The fresh-context-per-task approach fixed both. Each task runs in isolation. By the time I see the output, it's already done. There's no opportunity to say "actually, also do this."

What I Learned About Writing Specs

The quality of the output depends entirely on the specs. Some things I noticed:

Task 1 Can Over-Deliver (And That's Good)

My first task said "Create src/types.ts with Tool and ToolResult interfaces." That's 2 interfaces.

Claude created 25+. It read the tool specifications, understood what types the whole project would need, and created them all upfront. Every subsequent task just imported what it needed.

I didn't plan this. It just happened. But it meant later tasks had everything they needed.

Conventions Propagate Automatically

The conventions file told Claude how to structure error handling:

function formatError(message: string, baseUrl: string): string {
  if (message.includes('ECONNREFUSED')) {
    return `Cannot connect to llama-server at ${baseUrl}. Is it running?`;
  }
  return message;
}

Task 7 created this helper. Every subsequent task that needed error handling copied the pattern. By the end, all 19 tools had consistent error messages.

No one told Task 15 to use formatError. It just read the existing code, saw the pattern, and followed it.

Tests Need to Be Specific

Early on, I had a test that said "level is solvable" for a puzzle game. Claude generated levels that were technically solvable but trivial (the solution was 0 moves). I would have rejected them if I'd seen them, but I never wrote that rejection into the test.

What I learned: if I'd reject the output when I see it, that rejection needs to be in the test.

// Too vague
test('level is solvable', () => {
  expect(solve(level).solved).toBe(true);
});

// Better - includes what I actually meant
test('level requires at least 1 mirror to solve', () => {
  const solution = solve(level);
  expect(solution.solved).toBe(true);
  expect(solution.mirrors.length).toBeGreaterThanOrEqual(1);
});

Pitfalls I Hit

Build Tests Catch What Unit Tests Miss

All my unit tests passed. Then npm run build failed with 17 TypeScript errors. Vitest doesn't run strict TypeScript checking. The production build does.

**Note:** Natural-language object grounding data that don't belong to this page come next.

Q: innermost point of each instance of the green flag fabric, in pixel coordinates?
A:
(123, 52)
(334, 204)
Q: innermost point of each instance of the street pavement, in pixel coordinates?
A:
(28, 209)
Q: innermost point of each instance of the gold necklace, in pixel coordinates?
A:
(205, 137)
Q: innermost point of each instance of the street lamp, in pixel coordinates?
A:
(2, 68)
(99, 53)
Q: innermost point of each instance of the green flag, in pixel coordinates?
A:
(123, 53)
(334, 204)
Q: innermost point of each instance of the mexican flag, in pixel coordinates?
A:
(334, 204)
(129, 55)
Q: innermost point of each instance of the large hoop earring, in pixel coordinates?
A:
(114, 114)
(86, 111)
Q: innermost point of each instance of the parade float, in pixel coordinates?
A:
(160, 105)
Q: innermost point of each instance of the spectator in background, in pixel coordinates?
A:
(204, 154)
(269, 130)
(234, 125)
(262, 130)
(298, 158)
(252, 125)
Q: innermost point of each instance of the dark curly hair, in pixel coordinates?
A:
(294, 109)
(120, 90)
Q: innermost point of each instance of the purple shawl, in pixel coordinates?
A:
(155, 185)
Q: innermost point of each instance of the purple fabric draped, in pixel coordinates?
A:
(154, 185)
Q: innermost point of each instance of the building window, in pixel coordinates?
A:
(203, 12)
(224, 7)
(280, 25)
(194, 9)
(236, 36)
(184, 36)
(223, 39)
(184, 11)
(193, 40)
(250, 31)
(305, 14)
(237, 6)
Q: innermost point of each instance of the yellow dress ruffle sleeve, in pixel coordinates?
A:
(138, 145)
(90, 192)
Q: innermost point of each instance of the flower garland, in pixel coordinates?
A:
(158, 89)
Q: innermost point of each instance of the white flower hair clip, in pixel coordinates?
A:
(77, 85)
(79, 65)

I added a build test after that:

test('typescript compiles without errors', async () => {
  await execAsync('npx tsc --noEmit');
}, 30000);

Success Criteria Must Be Exhaustive

Claude follows the success criteria literally. If I say "run npm test" but not "run npm run test:e2e", E2E tests won't run. I had a project where unit tests all passed but E2E failed because I forgot to include E2E in the checklist.

Rate Limits Need Handling

The original loop script had no error handling. When I hit API rate limits, Claude would exit with an error, the loop would immediately retry, hit the limit again, and spin. Adding a 5-minute sleep on failure fixed it.

The Results

For llama-mcp-server:

The code quality was better than I expected. Consistent error handling, proper TypeScript types, comprehensive test coverage. I didn't write any of it during execution.

Getting Started

If you want to try this, I'd suggest:

1. Start with a conversation. Talk through what you want to build until you understand it well enough to break it into tasks.

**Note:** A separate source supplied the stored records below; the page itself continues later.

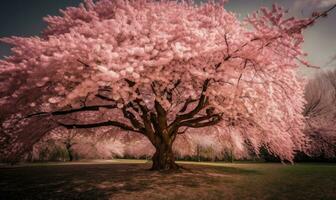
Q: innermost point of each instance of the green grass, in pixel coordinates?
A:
(131, 179)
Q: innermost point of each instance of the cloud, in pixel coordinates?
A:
(306, 7)
(301, 4)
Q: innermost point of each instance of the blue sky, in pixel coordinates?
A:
(24, 18)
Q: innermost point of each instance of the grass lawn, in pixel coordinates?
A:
(131, 179)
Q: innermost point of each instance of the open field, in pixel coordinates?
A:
(131, 179)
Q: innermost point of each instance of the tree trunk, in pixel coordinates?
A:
(70, 155)
(163, 158)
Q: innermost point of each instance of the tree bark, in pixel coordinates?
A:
(163, 158)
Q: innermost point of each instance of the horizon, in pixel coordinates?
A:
(319, 43)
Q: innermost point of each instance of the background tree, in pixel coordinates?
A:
(158, 69)
(320, 112)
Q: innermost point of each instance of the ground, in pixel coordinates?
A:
(131, 179)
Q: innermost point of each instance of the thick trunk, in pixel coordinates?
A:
(70, 155)
(163, 158)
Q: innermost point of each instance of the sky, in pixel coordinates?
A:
(24, 18)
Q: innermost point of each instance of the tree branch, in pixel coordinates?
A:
(100, 124)
(84, 108)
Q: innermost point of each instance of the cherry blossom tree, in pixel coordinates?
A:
(160, 69)
(320, 112)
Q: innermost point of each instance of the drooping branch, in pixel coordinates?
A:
(203, 121)
(75, 110)
(100, 124)
(201, 103)
(186, 104)
(131, 117)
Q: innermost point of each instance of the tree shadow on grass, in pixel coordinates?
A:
(106, 181)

2. Let Claude write the specs. The conversation produces the task list, conventions, and requirements. You're not writing documentation, you're having a discussion that gets captured.

3. Keep tasks atomic. Each task should be completable in one context window and verifiable with tests.

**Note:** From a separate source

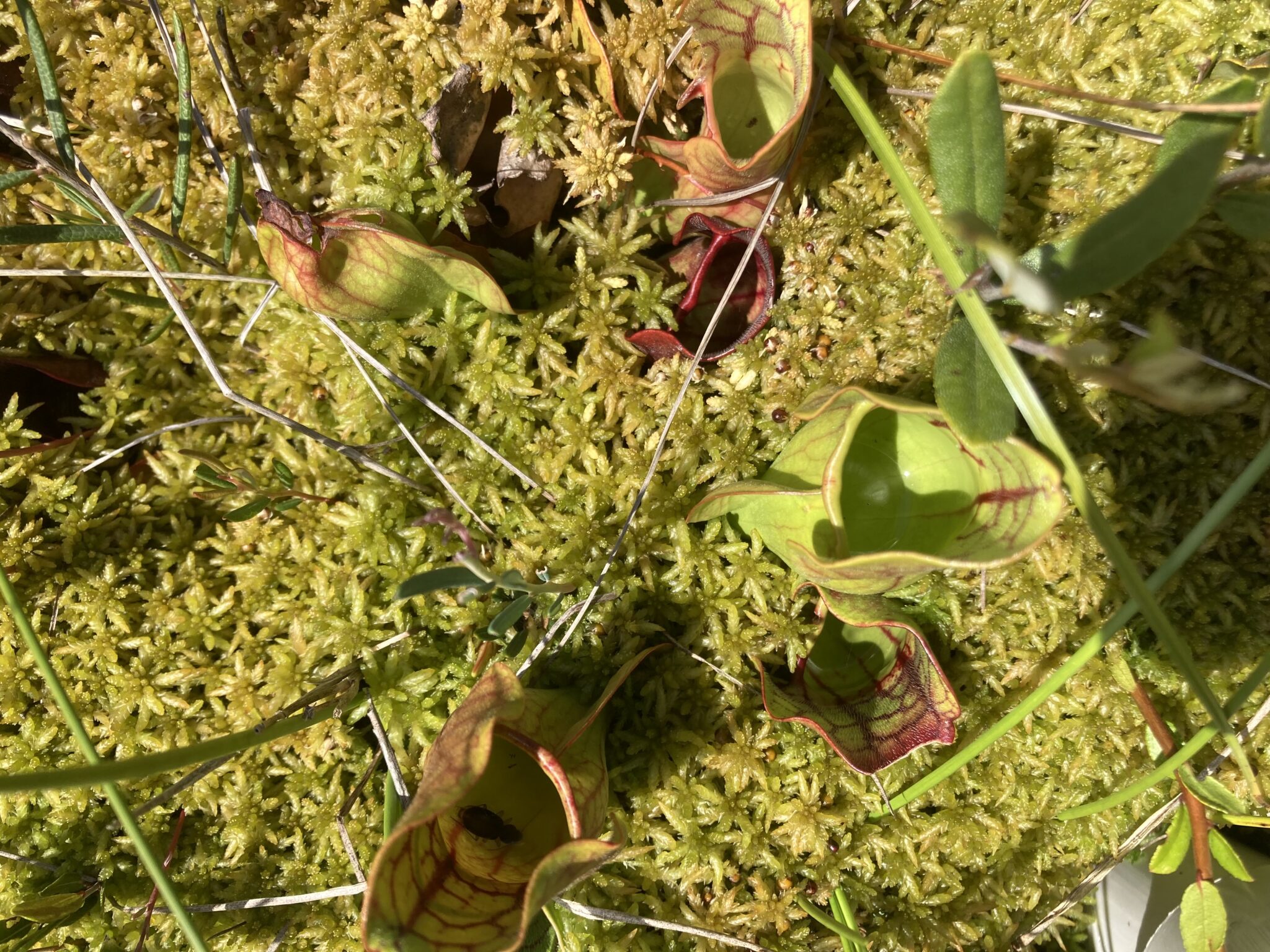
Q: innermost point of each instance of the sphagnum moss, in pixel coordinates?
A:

4. Run the loop and walk away. The point is autonomous execution. If you're tempted to intervene, add it to the task list instead.

I've written more about the llama-mcp-server project specifically in Building an MCP Server in 2 Hours if you want the full story.

What I'm Still Figuring Out

This worked well for a project where I knew the full scope upfront. I'm less sure how it handles:

• Projects where requirements emerge as you build
• Large-scale refactoring across many files
• Tasks that depend on judgment calls rather than test results

For now, I'm using this approach for anything I can spec out in advance. It's the most efficient workflow I've found so far.